How passwords can be guessed or cracked ?

Passwords are a important part of security systems but we are security professional and it is our duty to test the strenght of password. So in this articles we will learn different password stregth checking methodologies.

– Hacknopedia

Guessing Passwords

This is the first thing to try, you have to guess what can be the password. For example, the most common passwords are 123456789, qwerty1234, admin, etc. Yes, this kind of password exists and will exist because it doesn’t matter how tight is security but one stupid human makes the whole system vulnerable.
Well as the title suggests, you have to make an educated guess. Write down all the information you have about the target, which includes names, phone numbers, name of partner or pet, organization’s name, date of birth, etc., and then try to enter them with different variations.
Let me give you some real-life examples,
The password of my college’s WiFi is [email protected] where CCOC is the acronym (short form) of the central college of commerce.
One of my friends uses her phone as her password ( told her to change it though).
The password of my Friend’s computer is [email protected] (i.e. his name)
See? People use this kind of password because they are easy to remember but they are easy to guess too and it’s a good idea to try to guess the password first.

Dictionary Attack

Kind of an improved version of guessing. For this attack, we need a text file containing thousands/millions of passwords (or say common passwords). This file can be supplied to a password-cracking program and that program will try all the passwords one by one until one of them matches or the list ends. The file is often called a password list or a dictionary.
If you are thinking it must be time-consuming to try all those passwords then you probably don’t know a sh!t about computers. Well, I can’t tell you how many passwords a computer can try in one second like the other blogs do because it depends on a lot of factors. Factors like the processing power of your computer, the program you are using to crack, the program you entering passwords in, your Internet speed (if you are cracking something online), etc. There are multiple collections of common passwords or they can be made by own using tools.
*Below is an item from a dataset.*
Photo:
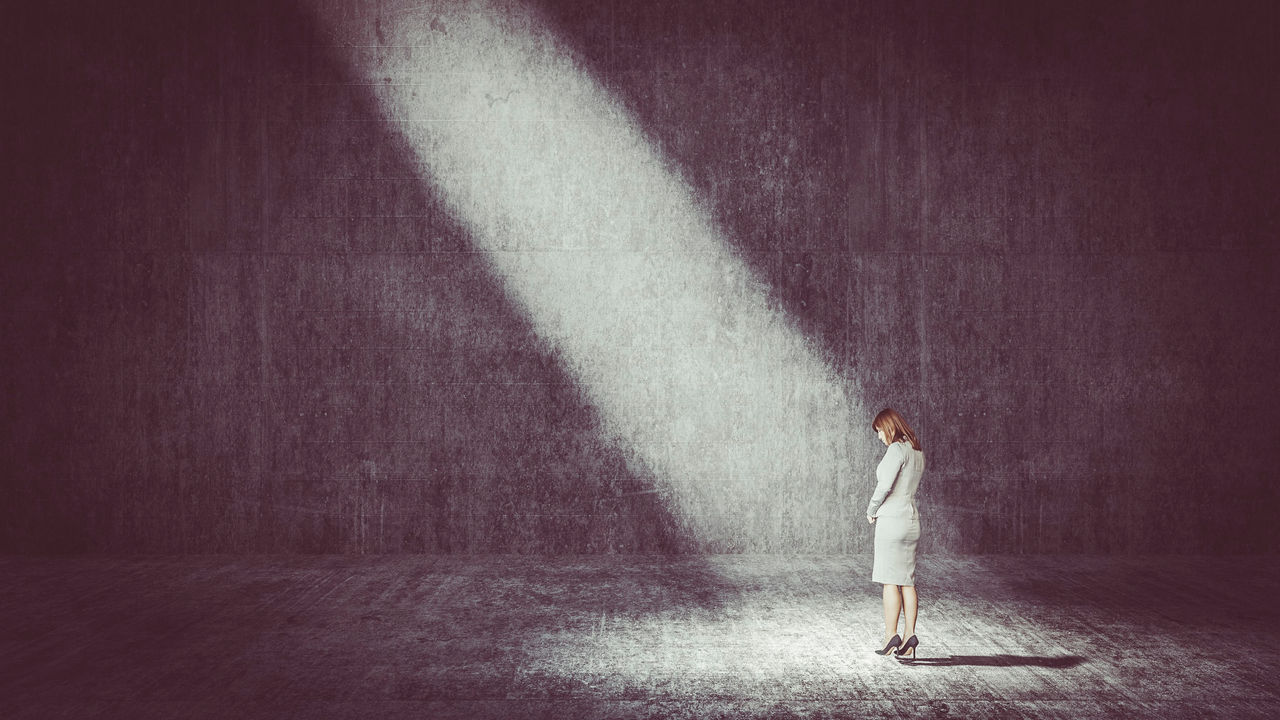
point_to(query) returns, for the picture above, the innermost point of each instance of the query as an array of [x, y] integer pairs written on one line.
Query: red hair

One of the best collections of passwords can be found at this Github link.

Brute-Force Attack

Brute-forcing is a more intense approach to password cracking. A password-guessing program tries all possible combinations of the given character set for a particular length.
For example, If I know the password is of 2 characters (for the sake of simplicity) and it contains only alphabets in lowercase, I will supply this information to the cracking program and it will try all the possible combinations of alphabets like aa, ab, ac…az, ba, bb, bc..and so on.
What’s good about a brute force attack? It’s guaranteed to crack the password.
What’s bad about a brute-force attack? It takes time. Ranging from a couple of hours to 3 million years or more.

How to crack a Hash of a password?

As we discussed earlier, hashes have become popular due to their one-way encryption nature (which means they can’t be decrypted). We can crack them though even with a dictionary or brute force attack. But imagine millions of passwords and they need to be changed to hashed before they can be matched with the hash we are trying to crack. Yeah, it will take a long (long means long) time and a lot of resources too. That’s why we have some modern approaches to hash cracking.

Hash Tables

Hash tables contain a lot of passwords like a dictionary but it also contains their hash values so it doesn’t have to convert each entry into a hash first. Once a hash from the hash table matches with the target hash, the program looks at its value in plaintext.
Thus it can offer faster cracking and consumes less time. The size of a normal hash table is 30-40 GBs.

Rainbow Tables

Rainbow Tables are nothing more than an optimized version of Hash Tables.
Optimized? Not really.
Rainbow Tables take less space compared to hash tables but password cracking is slower with a rainbow table than with a hash table.